M. [S] reproche à M. [F] de lui avoir proposé des garanties inadaptées à la location d’un véhicule financé au moyen d’une location avec option d’achat et de lui avoir fait souscrire un contrat sans être en possession de la carte grise du véhicule.
Les conditions particulières, signées le 4 février 2019 et renvoyant aux conditions générales sont claires en ce qu’elles mentionnent que les dispositions concernant l’indemnisation en valeur d’achat prévu au § B de l’article 67 pour les véhicules neufs ou âgés de moins d’un an ne s’appliquent pas pour les véhicules en location avec option d’achat ou en location longue durée. Il convient de relever que M. [S] est architecte et dispose des aptitudes et qualités nécessaires pour appréhender cette disposition du contrat d’assurance particulièrement explicite.
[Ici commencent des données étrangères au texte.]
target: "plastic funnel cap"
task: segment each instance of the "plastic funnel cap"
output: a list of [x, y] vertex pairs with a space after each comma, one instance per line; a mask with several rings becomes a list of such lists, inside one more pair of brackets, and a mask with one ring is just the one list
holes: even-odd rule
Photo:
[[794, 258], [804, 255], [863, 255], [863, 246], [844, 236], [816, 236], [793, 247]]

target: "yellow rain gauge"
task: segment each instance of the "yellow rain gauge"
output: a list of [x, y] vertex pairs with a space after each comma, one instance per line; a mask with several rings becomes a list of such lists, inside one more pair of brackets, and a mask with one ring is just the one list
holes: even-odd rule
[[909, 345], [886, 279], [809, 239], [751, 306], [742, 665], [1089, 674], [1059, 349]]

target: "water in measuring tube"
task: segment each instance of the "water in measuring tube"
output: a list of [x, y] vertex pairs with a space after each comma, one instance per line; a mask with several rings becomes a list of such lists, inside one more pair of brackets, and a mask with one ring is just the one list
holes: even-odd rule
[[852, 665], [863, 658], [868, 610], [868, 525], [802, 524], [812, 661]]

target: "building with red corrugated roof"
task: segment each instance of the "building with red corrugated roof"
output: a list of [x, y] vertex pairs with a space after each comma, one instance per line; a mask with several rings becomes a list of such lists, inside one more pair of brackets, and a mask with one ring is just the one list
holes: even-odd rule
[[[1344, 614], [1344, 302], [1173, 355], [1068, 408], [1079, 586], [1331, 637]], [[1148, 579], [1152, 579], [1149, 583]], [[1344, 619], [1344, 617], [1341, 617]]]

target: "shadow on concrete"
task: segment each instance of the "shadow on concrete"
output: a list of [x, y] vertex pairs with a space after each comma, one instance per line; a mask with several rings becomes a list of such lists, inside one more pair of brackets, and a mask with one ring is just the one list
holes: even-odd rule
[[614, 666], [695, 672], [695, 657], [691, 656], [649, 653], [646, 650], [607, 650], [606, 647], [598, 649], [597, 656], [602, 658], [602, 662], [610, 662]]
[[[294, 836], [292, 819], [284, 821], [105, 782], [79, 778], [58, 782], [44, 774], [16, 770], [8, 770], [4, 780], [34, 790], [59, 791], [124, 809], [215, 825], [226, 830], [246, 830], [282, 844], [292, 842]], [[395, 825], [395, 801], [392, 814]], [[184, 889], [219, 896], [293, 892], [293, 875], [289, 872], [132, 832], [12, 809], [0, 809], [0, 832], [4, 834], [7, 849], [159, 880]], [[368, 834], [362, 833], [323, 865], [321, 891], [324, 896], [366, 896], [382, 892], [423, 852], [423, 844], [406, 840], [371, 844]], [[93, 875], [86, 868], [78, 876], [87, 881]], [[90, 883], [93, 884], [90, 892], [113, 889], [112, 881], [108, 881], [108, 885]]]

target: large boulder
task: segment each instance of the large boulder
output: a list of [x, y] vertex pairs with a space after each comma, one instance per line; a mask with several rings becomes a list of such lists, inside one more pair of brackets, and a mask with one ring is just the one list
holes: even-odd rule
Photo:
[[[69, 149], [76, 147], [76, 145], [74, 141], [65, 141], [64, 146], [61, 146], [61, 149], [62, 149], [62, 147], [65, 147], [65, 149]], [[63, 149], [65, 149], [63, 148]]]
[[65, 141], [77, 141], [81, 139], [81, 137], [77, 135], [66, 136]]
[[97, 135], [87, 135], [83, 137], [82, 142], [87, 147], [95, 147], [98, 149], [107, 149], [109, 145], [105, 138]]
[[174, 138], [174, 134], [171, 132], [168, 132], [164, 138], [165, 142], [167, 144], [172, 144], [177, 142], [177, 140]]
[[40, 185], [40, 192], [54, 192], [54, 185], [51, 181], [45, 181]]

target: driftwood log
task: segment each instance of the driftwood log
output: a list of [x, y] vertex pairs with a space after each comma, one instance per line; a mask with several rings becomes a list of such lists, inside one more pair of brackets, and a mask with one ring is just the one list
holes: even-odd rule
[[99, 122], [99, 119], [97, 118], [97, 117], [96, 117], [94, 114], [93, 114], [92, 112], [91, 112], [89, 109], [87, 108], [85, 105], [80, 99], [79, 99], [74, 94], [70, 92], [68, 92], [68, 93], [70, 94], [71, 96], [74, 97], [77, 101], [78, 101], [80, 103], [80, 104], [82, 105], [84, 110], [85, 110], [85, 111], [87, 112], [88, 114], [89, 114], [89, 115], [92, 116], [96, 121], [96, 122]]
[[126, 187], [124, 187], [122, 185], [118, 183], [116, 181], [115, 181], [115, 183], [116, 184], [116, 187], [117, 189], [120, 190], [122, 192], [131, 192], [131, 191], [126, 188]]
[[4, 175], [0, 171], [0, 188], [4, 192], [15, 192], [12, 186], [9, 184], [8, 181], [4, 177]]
Il résulte du mail adressé par M. [S] à M. [F] en date du 26 janvier 2019 qu’il sollicite l’agent général d’assurance pour un avenant suite à un changement de véhicule en adressant une copie du bon de commande établi à son nom pour l’achat d’un nouveau véhicule après reprise de son ancien véhicule et que l’avenant a été redigé en mentionnant M. [S] comme propriétaire du véhicule et titulaire de la carte grise. A aucun moment, M. [S] n’a mentionné le fait que le véhicule était acquis au moyen d’une location avec option d’achat et M. [F] n’avait pas à vérifier les informations fournies par M. [S], il ne peut ainsi être reproché à l’agent général d’assurance d’avoir manqué à son obligation d’information et de conseil au motif que le contrat serait inadapté.
M. [S] affirme que la communication du certificat d’immatriculation serait obligatoire avant de souscrire un contrat d’assurance. Au contraire, le décret n°2017-1278 du 9 août 2017 qu’il cite prévoit qu’une demande de nouvelle carte grise ne peut être sollicitée sans avoir souscrit une assurance au préalable.
Par conséquent, il convient de conclure que M. [S] disposait de l’ensemble des informations pour comprendre qu’un véhicule acquis au moyen d’une location avec option d’achat ne pouvait être indemnisé en valeur d’achat et que M. [F] n’a commis aucun manquement à son obligation d’information et de conseil.
Le jugement, qui a débouté M. [S] de toutes ses demandes, sera confirmé.
— Sur les frais irrépétibles et les dépens
Succombant en son appel, M. [S] sera condamné à verser la somme de 2 000 euros à M. [F] au titre des frais irrépétibles en cause d’appel et aux entiers dépens d’appel qui seront recouvrés conformément aux dispositions de l’article 699 du code de procédure civile. Les dispositions du jugement relatives aux frais irrépétibles et aux dépens seront confirmées.
PAR CES MOTIFS
La cour, statuant publiquement, par arrêt réputé contradictoire et par mise à disposition au greffe,
Confirme le jugement entrepris en toutes ses dispositions ;
Y ajoutant,
Déboute M. [H] [S] de toutes ses demandes, fins et conclusions ;
Condamne M. [H] [S] à payer à M. [N] [F] la somme de 2 000 euros au titre des frais irrépétibles en cause d’appel ;
Condamne M. [H] [S] aux entiers dépens d’appel qui seront recouvrés conformément aux dispositions de l’article 699 du code de procédure civile.